The aim of this study is to explore the structure of the lived experience of suffering. The purpose of this study was to expand nursing knowledge on the living experience of individual’s suffering following a typhoon in the Philippines.
Methods:
The theoretical framework, which guided this phenomenological study of suffering, was the humanbecoming paradigm. From that perspective the experience of a typhoon was associated with both silent and expressed traumatic loss. The structure of the living experience of suffering discovered in this investigation with the Parse research method contributes to nursing science. Suffering is seen in this paper is a universal experience which when better understood illuminates how nurses can be with persons, families and communities who suffer diverse situations. The phenomenon of suffering was explored using the Parse Research method. The participants in this study were ten volunteers (three women and seven men) over the age of 18, from the families and communities of Tacloban Province that was hit by one of the worst typhoons ever to hit the archipelago of the Philippines. The Parse research method, a phenomenological-hermeneutic method was used to guide this study and answer the question: What is the structure of the living experience of suffering?

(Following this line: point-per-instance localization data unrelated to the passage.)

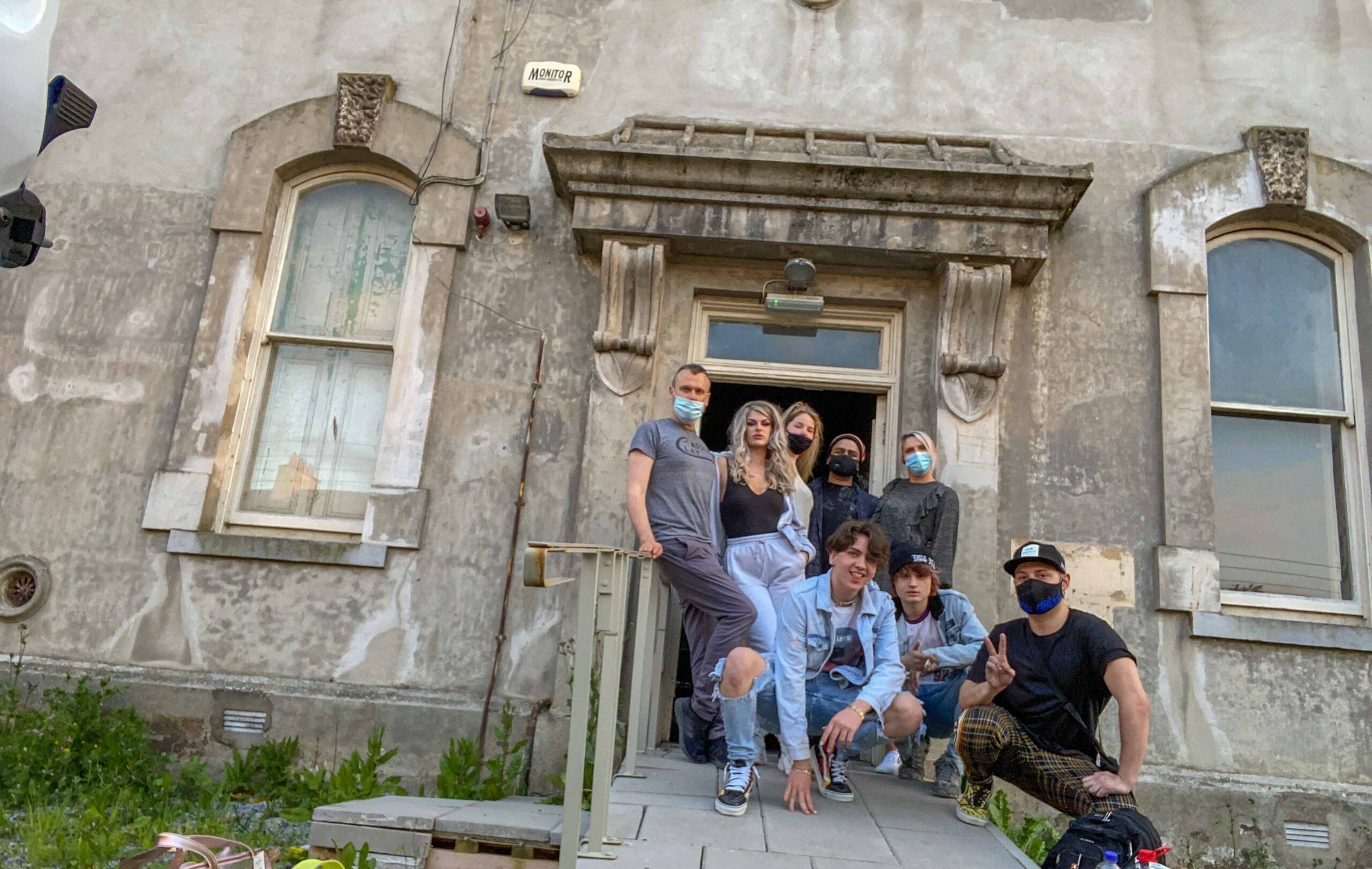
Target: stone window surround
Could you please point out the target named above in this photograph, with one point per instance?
(264, 157)
(1323, 198)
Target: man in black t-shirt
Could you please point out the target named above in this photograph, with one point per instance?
(1035, 694)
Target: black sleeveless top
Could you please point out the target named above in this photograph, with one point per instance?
(745, 514)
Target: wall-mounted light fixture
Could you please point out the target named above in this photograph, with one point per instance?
(513, 209)
(800, 278)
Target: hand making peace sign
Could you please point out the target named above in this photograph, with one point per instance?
(999, 673)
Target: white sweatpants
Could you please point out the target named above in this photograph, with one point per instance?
(765, 567)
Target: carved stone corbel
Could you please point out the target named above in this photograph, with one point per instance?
(631, 293)
(1283, 157)
(972, 302)
(361, 99)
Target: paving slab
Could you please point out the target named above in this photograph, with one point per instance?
(906, 805)
(625, 821)
(692, 827)
(379, 839)
(512, 819)
(672, 801)
(974, 849)
(726, 858)
(836, 830)
(393, 812)
(684, 777)
(648, 856)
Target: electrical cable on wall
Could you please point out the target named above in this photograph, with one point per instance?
(519, 513)
(490, 113)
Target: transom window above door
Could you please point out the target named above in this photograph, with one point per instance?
(1289, 471)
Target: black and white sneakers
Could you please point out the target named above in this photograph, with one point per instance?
(833, 777)
(740, 779)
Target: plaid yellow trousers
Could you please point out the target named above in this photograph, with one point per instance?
(993, 743)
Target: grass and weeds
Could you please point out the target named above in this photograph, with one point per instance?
(1035, 836)
(81, 784)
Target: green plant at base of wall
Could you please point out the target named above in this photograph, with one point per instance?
(1035, 836)
(461, 775)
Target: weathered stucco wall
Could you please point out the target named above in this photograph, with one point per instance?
(96, 337)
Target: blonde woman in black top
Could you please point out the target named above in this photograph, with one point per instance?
(766, 543)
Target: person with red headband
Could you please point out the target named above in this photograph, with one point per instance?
(839, 497)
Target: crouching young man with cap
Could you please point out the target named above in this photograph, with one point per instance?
(836, 673)
(939, 636)
(1035, 694)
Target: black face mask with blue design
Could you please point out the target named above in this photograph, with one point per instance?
(1038, 596)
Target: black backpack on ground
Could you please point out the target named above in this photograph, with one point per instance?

The Parse research method has three processes: 1) Dialogical engagement, which occurred as the researcher engaged with participants about their experiences related to the phenomenon under study, which was suffering. Dialogical engagement is not an interview, but an unstructured dialogue between the researcher and the participant focused on suffering; 2) Extraction Synthesis consisted in synthesizing a story of core ideas about suffering from each participant’s dialogue, abstracting the essences from the dialogue, abstracting the essences from the dialogue of each participant and moving the essences into the language of the researchers, and 3) Heuristic Interpretation consisted of interpreting the structure of the living experience of suffering at a higher level of abstraction through structural transposition and through conceptual integration which stated the structure of the living experience in the language of the humanbecoming theory. The researchers identified metaphorical emergings spoken by the participants during dialogical engagements to convey thoughts about living experiences of suffering.
Results:
The central finding of the study is: Suffering is penetrating disheartenment amid resoluteness, as pondering with diverse alliances surfaces with lingering glimmers of destruction. The findings are discussed in relation to the humanbecoming paradigm and related literature.
Conclusion:
The findings of this study, as evolved and interpreted in light of the Parse research method contribute new knowledge and understanding about the living experience of suffering. The findings did enhance the unique body of nursing knowledge base by expanding the humanbecoming school of thought in light of the humanbecoming paradigm.
Further study could be on feeling listened to, feeling respected, feeling understood, and feeling unburdened. In practice, knowledge gained from this study could influence health professionals to live the humanbecoming art with persons, families, and communities and bear witness to human universe suffering.